The logic is that unicode strings are encoded using utf-8 encoding, that is, the encode ('utf-8') method is called to generate the result of the byte array type. Instead, the byte array is decoded to generate a unicode string. The novice said that he could not understand, but he was not surprised when he was familiar with it.

The other is implicit conversion, similar to int to double in C language, when a unicode string is concatenated with a str string, the str string is automatically converted to unicode type by default and then concatenated. The coding method used at this time is the default coding method of the system. Use:

Import sys

Print sys.getdefaultencoding ()

You can get the current default encoding, isn't it 'ascii'? If so, congratulations on winning the lottery. At this point, if you have the following line of code, you are guaranteed to make an error:

> x = u 'Meow'

> > x

U'\ u55b5'

> y = x.encode ('utf-8')

> > x + y

Traceback (most recent call last):

File "", line 1, in

UnicodeDecodeError: 'ascii' codec can't decode byte 0xe5 in position 0: ordinal not in range

X is a variable of type unicode, and y is a variable of type str of x after encode. When x + y, the first thing to do is to convert y to a unicode string, so what kind of encoding format is used for conversion, utf-8, gb2312 or utf-16? At this time, it should be determined according to sys.getdefaultencoding ().

While sys.getdefaultencoding () is a 'ascii' code, there are no characters greater than 128in the ascii character table, so of course you got it wrong! By joining

Import sys

Reload (sys)

Sys.setdefaultencoding ("utf-8")

You can change the default transcoding format to utf-8, and in most cases, the string in the program is encoded by utf-8, so just add the above three lines.

But do you think that adding this will make the code a little dirty? Well, at least it's really dirty to me. So I think we should get into the habit of using the displayed conversion as much as possible in the process of writing the program, and make it clear whether a function returns str or unicode, and if the active decode of str becomes unicode, do not confuse the two, so that the code written in this way is relatively clean. In addition, you can add 'from' to the top of the code

_ _ future__ import unicode_literals' can change a user-defined string to a unicode type by default.

Finally, I want to yell that str in Python 2.x is not a string, but an array of BYTE ~!

The above is about unicode and str in python2 and str and bytes in python3. The editor believes that there are some knowledge points that we may see or use in our daily work. I hope you can learn more from this article.
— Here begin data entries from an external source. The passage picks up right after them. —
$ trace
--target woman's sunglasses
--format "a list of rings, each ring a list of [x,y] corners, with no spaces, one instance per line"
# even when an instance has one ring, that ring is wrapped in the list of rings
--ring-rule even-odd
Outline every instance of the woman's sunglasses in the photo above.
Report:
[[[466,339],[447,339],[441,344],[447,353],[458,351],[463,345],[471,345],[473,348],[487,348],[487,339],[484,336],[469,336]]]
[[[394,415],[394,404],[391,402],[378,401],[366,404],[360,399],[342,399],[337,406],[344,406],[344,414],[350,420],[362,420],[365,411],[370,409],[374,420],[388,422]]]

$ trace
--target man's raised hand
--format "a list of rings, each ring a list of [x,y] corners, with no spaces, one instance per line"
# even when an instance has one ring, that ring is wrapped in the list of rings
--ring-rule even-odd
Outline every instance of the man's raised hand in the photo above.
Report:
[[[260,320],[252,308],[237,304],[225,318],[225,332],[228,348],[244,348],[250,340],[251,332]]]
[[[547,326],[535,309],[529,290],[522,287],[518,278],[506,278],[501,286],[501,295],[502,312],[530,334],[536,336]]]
For more details, please follow the industry information channel.

Welcome to subscribe "Shulou Technology Information " to get latest news, interesting things and hot topics in the IT industry, and controls the hottest and latest Internet news, technology news and IT industry trends.

*The comments in the above article only represent the author's personal views and do not represent the views and positions of this website. If you have more insights, please feel free to contribute and share.